What is the microscopic explanation for why is there more power in a circuit with a smaller resistance?

Question

According to the Drude Model of electron flow in a circuit, the drift velocity is inversely proportional to the resistivity.

$$E=\rho J$$ $$E=\rho Nev_d$$ $$E=\frac{-\rho Ne^2E}{m}\tau $$ $$\rho=\frac{m}{Ne^2\tau}$$

As we can see, a material with a higher resistivity has a smaller relaxation time, and thus a smaller drift velocity, as $\tau \frac{-Ee}{m} = v_d$.

My question is, why is there more power dissipated in a circuit with a smaller resistance? A smaller resistance means there is a higher relaxation time. A higher relaxation time means the electrons collide less frequently with the lattice structure. Shouldn't this mean less energy transferred per unit time since the frequency of collisions must be somehow proportional to the rate of energy transfer?

I feel that I am close to finding an answer, but I cannot fully explain it: In a resistor (compared to a wire), the resistivity is high and the relaxation time is low and so is the drift velocity. Now, because the relaxation time is low, the frequency of collisions must be high. So a lot of collisions occur, but they occur when the electrons didn't really have much time to accelerate. Whereas in a wire, the electrons are moving so much faster, and while they don't collide frequently, a-lot of energy is transferred to the lattice ions as the electrons themselves have so much speed and kinetic energy varies with the square of the speed. In other words, the speed effect outplays the decreased frequency of collisions effect. How can we show that mathematically, if that is the correct line of reasoning?

Another potential explanation is that the relaxation time in the copper wire (relative to a resistor) actually decreases but N, the charge carrier density increases by a greater factor, and thus the total resistivity decreases even though the relaxation time decreased. As the relaxation time decreased we can use this to reason why the power is greater (more frequent collisions).

Answer 1

First, you have to look at your starting assumptions. It is not generally true that there is more power in a circuit with a smaller resistance. So we need to examine the circumstances where it is true and where it is not true to see if we can discover any hints.

It is not true that there is more power in a circuit with a smaller resistance when the two circuits are supplied by identical current sources. In such a case the circuit with the smaller resistance has a lower power. The current is the same in both cases, but the voltage is lower in the low-resistance circuit, and hence macroscopically $P=IV$ leads to lower power.

It is true that there is more power in a circuit with a smaller resistance when the two circuits are supplied by identical voltage sources. In such a case the circuit with the smaller resistance has a higher power. The voltage is the same in both cases but the current is higher in the low resistance circuit, and hence macroscopically $P=IV$ leads to higher power.

So, the hint that we obtain is that we must focus on the current.
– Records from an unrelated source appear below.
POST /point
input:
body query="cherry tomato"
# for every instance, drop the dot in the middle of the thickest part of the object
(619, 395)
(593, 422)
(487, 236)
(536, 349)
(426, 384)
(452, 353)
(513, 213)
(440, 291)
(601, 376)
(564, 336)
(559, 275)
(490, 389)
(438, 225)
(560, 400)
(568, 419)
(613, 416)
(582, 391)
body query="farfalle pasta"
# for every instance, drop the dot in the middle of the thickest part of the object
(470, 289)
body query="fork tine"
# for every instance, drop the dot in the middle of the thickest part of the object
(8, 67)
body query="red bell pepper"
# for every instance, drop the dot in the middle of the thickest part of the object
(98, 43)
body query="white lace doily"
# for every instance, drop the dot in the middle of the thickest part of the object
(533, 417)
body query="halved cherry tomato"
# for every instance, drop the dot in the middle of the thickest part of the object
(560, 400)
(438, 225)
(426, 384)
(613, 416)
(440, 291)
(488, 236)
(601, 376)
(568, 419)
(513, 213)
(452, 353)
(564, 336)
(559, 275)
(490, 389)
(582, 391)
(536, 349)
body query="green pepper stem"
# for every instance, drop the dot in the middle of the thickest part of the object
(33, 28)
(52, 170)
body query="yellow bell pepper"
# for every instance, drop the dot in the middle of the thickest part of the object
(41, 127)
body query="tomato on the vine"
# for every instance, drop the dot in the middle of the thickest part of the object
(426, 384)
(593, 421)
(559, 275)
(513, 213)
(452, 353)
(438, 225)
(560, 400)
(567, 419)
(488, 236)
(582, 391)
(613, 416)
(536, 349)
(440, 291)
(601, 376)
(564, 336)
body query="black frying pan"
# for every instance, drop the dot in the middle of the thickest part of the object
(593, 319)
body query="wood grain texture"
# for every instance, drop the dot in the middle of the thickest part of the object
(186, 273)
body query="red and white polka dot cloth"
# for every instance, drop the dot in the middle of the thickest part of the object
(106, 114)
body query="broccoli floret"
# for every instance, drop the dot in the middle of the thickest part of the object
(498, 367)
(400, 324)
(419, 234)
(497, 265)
The condition we discovered is that it is only true that the low resistance circuit provides additional power when comparing two circuits with the same fixed voltage and different current. So your question becomes how does a reduced resistivity microscopically lead to increased current for a circuit supplied by a voltage source?

Since you were focused on relaxation time in your question, let’s hypothetically fix everything else and vary only the relaxation time. A lower resistivity corresponds to a larger relaxation time. Since the circuit is using a voltage source the $E$ is fixed in $\tau \frac{-Ee}{m}=v_d$ and therefore increasing relaxation time leads to an increased drift velocity. Since we are keeping everything else constant in $I=JA=A N e v_d$ the increased drift velocity leads directly to increased current and hence the increased power.

Note that this microscopic explanation is not a general explanation. It only applies to situations where the only difference is the relaxation time, which is never the case in practice. Resistance could also be changed by increasing the wire’s cross sectional area or charge carrier density. Any or all of those would lead to an increased $I$ and hence increased power. In this case the microscopic explanation tends to obfuscate rather than clarify. There is simply no one microscopic explanation which is correct in all cases. The macroscopic explanation is generally correct and hence preferable. Any microscopic feature leading to greater current produces the same result. This is a common criticism I have of the Drude model. It complicates and obfuscates more than it clarifies. In my opinion, this topic is better addressed at the purely macroscopic level.

Answer 2

You wonder: why is there more power dissipated in a circuit with a smaller resistance?

My question: why do you wonder?

To simplify, just look at a simple wired circuit of a power source and a load resistor. Using Ohm's law, you can derive P = V^2 / R, or P = I^2 * R. So it depends on the properies of the power source, if it is a constant voltage source, power increases with a smaller resistance, but if is a constant current source, power would decrease.

More in detail, when modeling the power source as a voltage source with an added internal resistance Ri, then the output power is maximum when the load resistance matches the Ri. The, the output power decreases with smaller and with larger values for the load resistance.